When he lifted his head, pulse pounding, he explained, “After you arrived home following the fundraising gala at the Art Institute last December.”
That had her pulling away, out of his arms. “After I arrived home?”
“I
watched you. It was my job to watch you.” Yet never had it felt like work until that night, when he could see but couldn’t touch. “That night you were barefoot in your flat, wearing that little black dress that hugs your curves so very, very right. You walked around for an hour after you came back from the gala, dancing and singing in your living room all by your lonesome, and all I wanted to do was knock on your door and join you. Dance with you. I was hard as fucking stone every goddamn minute until you turned the lights off and went to bed. You owe me for that hour, Beth darling, and I intend to collect.”
“You watched me. How—No, never mind, I honestly don’t want to know.” She stared at him, cheeks flushed, chest rising and falling in rhythm with his own racing heartbeat. He was a wretch, taking satisfaction in seeing her rattled, but satisfied he was.
The feeling only grew when she drew in an unsteady breath and determinedly squared her shoulders. “I owe you nothing, Vick darling. You let me think you were dead for a year. A year.” Ill-concealed rage shook her voice. “And I should kill you for that, but I’m so stupidly happy that you’re alive and...and here—” She broke off, shaking her head when he moved to hold her. “I’m an idiot over you. I always have been. But goddammit, Vick, I lived with your death on my conscience, and all the while you were sitting pretty right across the street.”
“Beth—”
“You knew. You knew, and you let me carry this terrible weight, anyway.” Tears shimmered in her eyes but never fell. “Did you think I wouldn’t mourn you, Vick, just because I didn’t know your name?”

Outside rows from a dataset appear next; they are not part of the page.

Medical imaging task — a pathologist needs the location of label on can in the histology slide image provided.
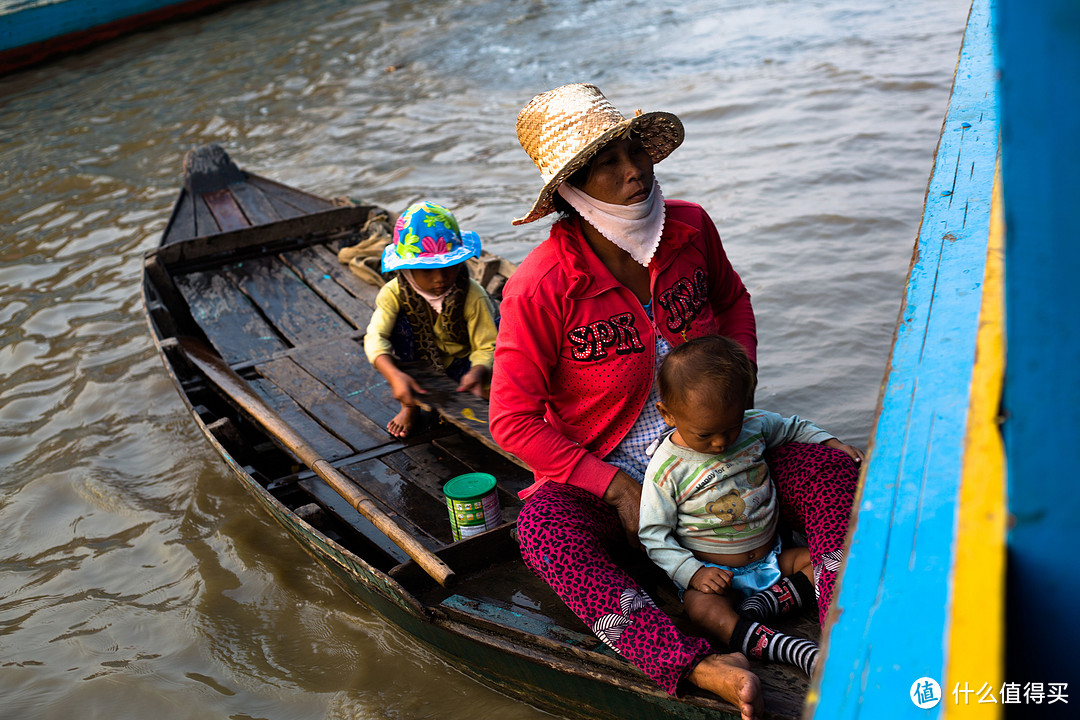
[443,473,502,540]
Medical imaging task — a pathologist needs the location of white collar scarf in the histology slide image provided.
[558,179,665,268]
[402,269,457,314]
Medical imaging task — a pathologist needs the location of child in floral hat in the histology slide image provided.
[364,202,496,437]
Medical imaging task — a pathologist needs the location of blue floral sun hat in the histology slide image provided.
[382,202,480,272]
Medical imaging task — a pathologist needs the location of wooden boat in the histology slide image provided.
[143,146,818,720]
[0,0,244,74]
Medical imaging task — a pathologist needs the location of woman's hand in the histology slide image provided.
[458,365,491,399]
[690,566,733,595]
[604,470,642,547]
[822,437,866,465]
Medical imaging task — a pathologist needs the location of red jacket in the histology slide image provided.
[490,200,757,498]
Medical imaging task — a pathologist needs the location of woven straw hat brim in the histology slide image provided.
[513,111,685,225]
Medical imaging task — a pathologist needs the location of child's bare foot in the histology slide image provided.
[387,405,420,437]
[687,652,765,720]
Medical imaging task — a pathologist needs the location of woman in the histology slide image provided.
[490,83,850,720]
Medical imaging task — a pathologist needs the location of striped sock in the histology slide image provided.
[738,572,814,622]
[729,617,818,676]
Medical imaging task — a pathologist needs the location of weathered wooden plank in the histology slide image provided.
[432,433,532,498]
[172,268,287,365]
[281,247,372,329]
[255,357,393,452]
[161,190,195,245]
[407,364,521,462]
[291,245,379,310]
[191,195,221,235]
[247,175,334,217]
[248,378,353,462]
[150,205,372,268]
[382,443,469,503]
[341,453,454,546]
[226,257,354,345]
[229,182,281,225]
[202,189,251,232]
[292,338,401,427]
[184,142,245,198]
[298,477,412,572]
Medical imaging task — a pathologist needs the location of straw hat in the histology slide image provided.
[514,82,684,225]
[382,202,481,272]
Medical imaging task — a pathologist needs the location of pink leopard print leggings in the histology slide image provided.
[765,443,859,627]
[517,444,858,695]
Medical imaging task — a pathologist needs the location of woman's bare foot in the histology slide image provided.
[387,405,420,437]
[687,652,765,720]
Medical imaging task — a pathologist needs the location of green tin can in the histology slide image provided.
[443,473,502,540]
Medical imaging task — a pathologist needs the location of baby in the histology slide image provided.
[639,336,863,675]
[364,202,496,437]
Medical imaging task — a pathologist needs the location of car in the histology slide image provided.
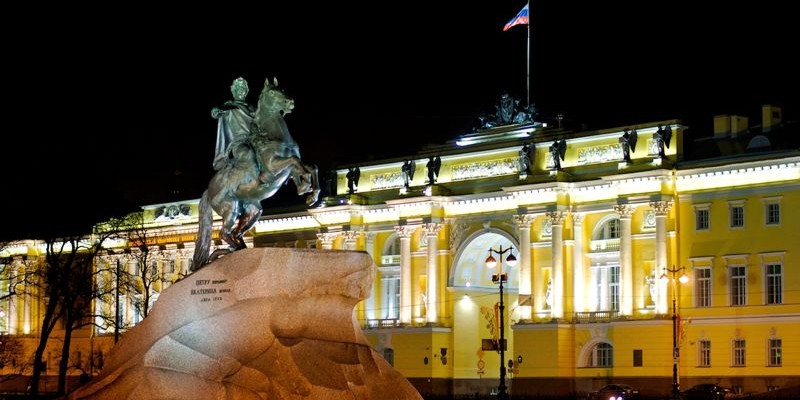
[588,383,639,400]
[681,383,733,400]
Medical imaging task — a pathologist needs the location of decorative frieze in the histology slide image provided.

Her quiet question ripped with brutal efficiency through any lingering passion, leaving only the desire to soothe in its wake. His heart thudded painfully, his conscience pricking him with all the subtlety of an ice pick to the skull. “I didn’t deserve your grief.”
“That was for me to decide.” Arms wrapped around her torso, she backed away toward the bedroom, but there was no invitation to chase visible in her body language. “I will never be able to apologize enough for the part I played in bringing down that building on top of you. But I...I’m not sure I can forgive you for this.”